After a decade or so of rampant American consumerism and deficit spending, while relying on the Chinese to bankroll it. The stale reality of what it costs just maybe coming home to roost here in the United States.
The problem has been very simple, America has engaged in a gluttony of buying cheap Chinese manufactured products. Thus generating a huge profit return for the Chinese government. Then in turn, they would finance the US government’s deficit spending, using manufacturing profits, by buying up billions worth of government bonds and government mortgage backed securities. (Total invested by China so far, $1,000,000,000,000.) This massive investment allowed interest rates to be lowered to such a point to fuel the aggressive housing purchases which led up to the mortgage crisis.
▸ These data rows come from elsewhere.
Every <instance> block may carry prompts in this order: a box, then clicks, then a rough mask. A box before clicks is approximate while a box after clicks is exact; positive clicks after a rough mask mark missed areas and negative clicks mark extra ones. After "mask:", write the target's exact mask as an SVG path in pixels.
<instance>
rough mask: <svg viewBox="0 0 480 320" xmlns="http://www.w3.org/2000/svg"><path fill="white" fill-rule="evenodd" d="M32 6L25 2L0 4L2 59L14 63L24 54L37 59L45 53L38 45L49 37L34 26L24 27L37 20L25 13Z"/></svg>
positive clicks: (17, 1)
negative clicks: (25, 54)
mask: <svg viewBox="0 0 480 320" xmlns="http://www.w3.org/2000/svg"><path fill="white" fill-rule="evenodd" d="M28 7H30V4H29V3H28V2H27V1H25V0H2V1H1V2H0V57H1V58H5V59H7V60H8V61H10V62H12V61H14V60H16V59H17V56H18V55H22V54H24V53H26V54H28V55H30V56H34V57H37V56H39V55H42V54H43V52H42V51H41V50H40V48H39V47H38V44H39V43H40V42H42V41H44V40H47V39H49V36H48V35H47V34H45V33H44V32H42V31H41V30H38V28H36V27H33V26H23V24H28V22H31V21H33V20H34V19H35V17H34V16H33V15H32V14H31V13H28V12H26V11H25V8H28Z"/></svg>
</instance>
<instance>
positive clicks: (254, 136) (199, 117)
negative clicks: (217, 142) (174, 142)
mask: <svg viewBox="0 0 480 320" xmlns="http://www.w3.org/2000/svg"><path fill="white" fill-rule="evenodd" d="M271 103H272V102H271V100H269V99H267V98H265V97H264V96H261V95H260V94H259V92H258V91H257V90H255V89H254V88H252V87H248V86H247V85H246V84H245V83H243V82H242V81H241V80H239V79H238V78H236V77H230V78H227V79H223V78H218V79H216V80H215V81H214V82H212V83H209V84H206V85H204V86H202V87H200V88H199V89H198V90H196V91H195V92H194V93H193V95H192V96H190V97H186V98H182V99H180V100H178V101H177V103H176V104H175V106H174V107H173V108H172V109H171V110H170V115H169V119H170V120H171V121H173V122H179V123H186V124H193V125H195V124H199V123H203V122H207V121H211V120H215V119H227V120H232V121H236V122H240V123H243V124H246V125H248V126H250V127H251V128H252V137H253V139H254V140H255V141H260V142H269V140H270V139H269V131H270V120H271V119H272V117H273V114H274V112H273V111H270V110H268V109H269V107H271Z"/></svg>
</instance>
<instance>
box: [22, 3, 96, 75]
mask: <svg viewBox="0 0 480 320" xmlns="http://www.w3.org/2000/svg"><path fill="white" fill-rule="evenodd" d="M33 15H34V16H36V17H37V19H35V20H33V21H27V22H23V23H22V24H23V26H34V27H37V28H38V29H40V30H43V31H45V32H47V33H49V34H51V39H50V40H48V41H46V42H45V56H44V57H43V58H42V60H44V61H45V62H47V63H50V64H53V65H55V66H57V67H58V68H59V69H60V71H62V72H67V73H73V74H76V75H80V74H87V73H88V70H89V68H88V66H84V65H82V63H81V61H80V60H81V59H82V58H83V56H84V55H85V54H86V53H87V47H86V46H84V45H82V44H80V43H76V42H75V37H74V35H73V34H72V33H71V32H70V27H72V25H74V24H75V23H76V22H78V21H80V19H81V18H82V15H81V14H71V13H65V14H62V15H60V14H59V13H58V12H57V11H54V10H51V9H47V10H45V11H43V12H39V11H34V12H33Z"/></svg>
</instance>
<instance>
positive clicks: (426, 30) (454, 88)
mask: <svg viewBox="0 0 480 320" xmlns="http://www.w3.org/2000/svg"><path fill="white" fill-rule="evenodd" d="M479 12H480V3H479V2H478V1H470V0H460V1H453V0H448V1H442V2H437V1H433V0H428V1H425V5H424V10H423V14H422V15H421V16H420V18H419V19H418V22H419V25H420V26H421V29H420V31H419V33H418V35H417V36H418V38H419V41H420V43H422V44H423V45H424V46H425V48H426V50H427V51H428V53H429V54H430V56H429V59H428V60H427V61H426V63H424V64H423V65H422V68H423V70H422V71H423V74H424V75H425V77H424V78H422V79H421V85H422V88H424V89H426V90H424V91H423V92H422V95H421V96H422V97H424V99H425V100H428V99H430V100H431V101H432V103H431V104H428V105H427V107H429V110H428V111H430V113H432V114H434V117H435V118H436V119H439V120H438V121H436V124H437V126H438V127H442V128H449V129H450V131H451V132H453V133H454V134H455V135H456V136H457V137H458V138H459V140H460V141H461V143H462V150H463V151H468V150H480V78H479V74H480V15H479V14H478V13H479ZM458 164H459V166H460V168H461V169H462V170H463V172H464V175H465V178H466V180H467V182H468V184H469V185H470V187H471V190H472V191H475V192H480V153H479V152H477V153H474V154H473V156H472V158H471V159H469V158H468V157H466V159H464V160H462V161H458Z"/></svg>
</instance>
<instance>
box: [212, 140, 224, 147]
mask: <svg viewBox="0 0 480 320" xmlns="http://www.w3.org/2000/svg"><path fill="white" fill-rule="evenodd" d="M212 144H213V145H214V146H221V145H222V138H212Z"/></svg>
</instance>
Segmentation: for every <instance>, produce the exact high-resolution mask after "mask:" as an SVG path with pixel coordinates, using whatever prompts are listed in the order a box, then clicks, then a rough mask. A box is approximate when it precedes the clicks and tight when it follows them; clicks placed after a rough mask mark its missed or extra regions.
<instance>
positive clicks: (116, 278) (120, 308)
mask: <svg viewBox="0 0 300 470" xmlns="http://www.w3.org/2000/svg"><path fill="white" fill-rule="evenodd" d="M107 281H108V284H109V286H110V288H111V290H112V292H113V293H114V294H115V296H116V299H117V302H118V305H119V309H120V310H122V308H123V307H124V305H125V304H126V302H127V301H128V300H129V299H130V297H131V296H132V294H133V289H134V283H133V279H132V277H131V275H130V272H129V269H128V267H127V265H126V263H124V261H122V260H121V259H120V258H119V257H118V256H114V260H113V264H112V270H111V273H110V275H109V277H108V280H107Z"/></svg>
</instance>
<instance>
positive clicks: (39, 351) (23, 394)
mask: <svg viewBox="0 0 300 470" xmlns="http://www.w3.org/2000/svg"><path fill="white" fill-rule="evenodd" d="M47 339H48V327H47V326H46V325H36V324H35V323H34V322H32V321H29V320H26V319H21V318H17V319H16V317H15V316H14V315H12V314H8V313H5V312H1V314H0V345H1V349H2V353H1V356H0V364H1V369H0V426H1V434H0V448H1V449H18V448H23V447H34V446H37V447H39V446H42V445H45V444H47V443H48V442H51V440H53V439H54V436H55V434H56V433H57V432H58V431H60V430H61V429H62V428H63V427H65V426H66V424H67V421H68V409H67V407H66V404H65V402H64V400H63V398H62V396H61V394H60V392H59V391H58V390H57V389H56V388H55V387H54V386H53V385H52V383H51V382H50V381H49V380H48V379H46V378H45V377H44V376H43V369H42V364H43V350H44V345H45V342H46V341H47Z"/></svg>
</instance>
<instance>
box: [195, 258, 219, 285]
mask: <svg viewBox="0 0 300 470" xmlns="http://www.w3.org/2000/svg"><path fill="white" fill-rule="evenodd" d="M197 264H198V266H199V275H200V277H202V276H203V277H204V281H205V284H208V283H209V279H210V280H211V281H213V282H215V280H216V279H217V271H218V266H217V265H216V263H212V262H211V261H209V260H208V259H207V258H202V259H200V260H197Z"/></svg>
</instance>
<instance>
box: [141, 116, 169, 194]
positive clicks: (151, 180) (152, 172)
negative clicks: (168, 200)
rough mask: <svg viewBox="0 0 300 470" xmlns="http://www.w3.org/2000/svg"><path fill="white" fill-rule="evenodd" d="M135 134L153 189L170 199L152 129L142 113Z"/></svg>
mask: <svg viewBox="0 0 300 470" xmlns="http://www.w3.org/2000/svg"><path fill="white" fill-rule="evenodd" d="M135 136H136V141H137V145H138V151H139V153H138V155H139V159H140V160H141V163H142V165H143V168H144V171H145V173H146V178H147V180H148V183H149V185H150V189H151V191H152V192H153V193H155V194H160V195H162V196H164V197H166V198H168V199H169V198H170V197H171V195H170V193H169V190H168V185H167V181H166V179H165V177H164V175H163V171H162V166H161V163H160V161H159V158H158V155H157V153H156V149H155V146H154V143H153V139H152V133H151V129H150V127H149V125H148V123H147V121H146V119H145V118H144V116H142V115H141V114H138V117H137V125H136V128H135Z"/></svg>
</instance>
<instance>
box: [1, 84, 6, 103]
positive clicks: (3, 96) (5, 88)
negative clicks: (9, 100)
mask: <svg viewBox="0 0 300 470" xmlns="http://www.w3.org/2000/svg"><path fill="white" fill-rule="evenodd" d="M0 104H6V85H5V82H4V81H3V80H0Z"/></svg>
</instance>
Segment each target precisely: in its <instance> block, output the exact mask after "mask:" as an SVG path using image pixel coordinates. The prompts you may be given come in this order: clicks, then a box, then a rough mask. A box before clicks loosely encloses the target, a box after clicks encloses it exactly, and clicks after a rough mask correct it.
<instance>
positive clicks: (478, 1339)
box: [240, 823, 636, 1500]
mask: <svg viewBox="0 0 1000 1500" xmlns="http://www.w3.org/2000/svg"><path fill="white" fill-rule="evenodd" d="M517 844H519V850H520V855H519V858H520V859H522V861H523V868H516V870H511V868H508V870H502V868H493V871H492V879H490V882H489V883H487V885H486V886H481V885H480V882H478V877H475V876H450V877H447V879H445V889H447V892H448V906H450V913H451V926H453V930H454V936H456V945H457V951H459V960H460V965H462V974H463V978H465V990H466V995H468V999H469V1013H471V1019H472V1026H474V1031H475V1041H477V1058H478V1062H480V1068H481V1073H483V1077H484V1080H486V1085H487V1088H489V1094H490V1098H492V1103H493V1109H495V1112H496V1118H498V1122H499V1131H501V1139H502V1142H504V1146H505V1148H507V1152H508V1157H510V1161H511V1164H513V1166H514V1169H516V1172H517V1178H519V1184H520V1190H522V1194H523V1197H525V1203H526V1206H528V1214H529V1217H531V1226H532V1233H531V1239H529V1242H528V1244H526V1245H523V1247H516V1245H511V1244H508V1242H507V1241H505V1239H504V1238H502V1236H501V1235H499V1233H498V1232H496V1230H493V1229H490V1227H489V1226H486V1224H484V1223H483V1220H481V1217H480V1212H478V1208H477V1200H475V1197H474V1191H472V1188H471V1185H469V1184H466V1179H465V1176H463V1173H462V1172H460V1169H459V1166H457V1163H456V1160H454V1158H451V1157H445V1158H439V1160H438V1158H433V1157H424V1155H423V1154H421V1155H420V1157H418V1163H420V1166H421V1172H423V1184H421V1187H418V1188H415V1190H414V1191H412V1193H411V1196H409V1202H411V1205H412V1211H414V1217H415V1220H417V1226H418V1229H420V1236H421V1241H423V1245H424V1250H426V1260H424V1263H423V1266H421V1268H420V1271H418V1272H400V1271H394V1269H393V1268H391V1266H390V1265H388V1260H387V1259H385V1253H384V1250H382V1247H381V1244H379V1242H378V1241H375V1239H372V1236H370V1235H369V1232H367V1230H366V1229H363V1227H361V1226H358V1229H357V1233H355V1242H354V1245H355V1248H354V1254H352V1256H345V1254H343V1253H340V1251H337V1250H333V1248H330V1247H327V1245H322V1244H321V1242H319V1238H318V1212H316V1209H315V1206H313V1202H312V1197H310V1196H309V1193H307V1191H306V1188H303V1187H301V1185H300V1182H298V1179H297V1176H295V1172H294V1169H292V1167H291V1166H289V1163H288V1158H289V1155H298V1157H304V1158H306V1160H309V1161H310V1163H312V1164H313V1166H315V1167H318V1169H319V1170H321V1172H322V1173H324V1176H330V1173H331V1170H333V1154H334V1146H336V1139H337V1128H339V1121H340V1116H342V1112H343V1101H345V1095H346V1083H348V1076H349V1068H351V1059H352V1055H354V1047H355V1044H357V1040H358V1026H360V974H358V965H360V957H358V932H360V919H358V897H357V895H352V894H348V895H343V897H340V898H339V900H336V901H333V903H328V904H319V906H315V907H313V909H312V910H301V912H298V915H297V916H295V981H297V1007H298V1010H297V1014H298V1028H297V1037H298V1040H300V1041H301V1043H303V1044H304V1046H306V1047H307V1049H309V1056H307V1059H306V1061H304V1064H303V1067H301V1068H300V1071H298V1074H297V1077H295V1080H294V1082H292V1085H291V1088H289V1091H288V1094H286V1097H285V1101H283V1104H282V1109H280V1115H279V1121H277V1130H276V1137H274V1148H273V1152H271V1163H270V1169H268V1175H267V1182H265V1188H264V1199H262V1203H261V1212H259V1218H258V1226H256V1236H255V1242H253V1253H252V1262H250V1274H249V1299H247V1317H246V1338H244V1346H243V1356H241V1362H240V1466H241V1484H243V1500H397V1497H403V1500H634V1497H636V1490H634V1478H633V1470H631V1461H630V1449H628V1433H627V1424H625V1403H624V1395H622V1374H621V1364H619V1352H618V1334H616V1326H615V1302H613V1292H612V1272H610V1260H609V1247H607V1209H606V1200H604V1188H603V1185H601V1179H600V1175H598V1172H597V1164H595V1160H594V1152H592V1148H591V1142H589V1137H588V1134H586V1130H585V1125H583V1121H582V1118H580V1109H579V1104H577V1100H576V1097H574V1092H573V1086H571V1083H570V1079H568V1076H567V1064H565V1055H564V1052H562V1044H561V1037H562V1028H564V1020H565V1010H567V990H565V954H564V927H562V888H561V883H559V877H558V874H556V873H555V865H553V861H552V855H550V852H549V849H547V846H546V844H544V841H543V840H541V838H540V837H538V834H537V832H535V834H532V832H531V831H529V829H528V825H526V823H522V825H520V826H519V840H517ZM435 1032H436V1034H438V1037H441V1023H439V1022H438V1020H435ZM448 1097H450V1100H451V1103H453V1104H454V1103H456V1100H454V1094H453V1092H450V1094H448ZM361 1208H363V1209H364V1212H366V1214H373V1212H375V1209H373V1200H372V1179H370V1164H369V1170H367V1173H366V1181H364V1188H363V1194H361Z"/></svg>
From the New York Times article, Chinese Savings Helped Inflate American Bubble ,
NYTimes-Chinese leaders chose to park the bulk of that in safe securities backed by the American government, including Treasury bonds and the debt of Fannie Mae and Freddie Mac, which had implicit government backing.
The Chinese were able to keep their products at all time lows by refusing to allow the value of their currency to be affected by the market. There was no moderation of their manufacturing potential, which allowed them to horde their profits. Americans, in the meantime, were exercising their right to spend. Americans were buying up every product with “Made in China” stamped on the back of it, funding the Chinese loans to US government in the form of profits. Simply put, frugality versus consumption.
NYTimes-China tied itself even more tightly to the United States than did Japan. In 1995, it devalued its currency and set a firm exchange rate of roughly 8.3 to the dollar, a level that remained fixed for a decade.
Now that we are in the process of spending $700 billion TARP fund and getting ready to acquire almost $ 1 trillion more debt for an Obama stimulus package. Guess who is waiting in the wings to loan us the capital?
NYTimes-The Treasury is conducting more auctions than ever to finance its $700 billion bailout of the banks. Still more will be needed to pay for the incoming Obama administration’s stimulus package. The United States, economists say, will depend on the Chinese to keep buying that debt, perpetuating the American habit.
However, as Americans are revisiting the “old-fashion” ideas of frugality and spend-thriftiness the demand for foreign products are slowing. Taking into account China’s own addiction and dependency on American consumption, the result for them may be as equally harmful.
Bloomberg.com-The world’s fourth-largest economy grew at the slowest pace in five years in the third quarter as a global recession cut demand for exports and companies reduced output. Overcapacity in almost all industries and “unprecedented” drops in some commodity prices may hurt profits further, Li Yizhong, head of the nation’s industry regulator, said this month.
This recession is a unprecedented opportunity for America to let the free-market work in its favor. By re-industrializing, the United States can return to its own reliance on Stateside profits to finance its needs. Also, enticing some foreign investment back into the country, however, creating an environment in which there is equitable trade between partners, not rivals.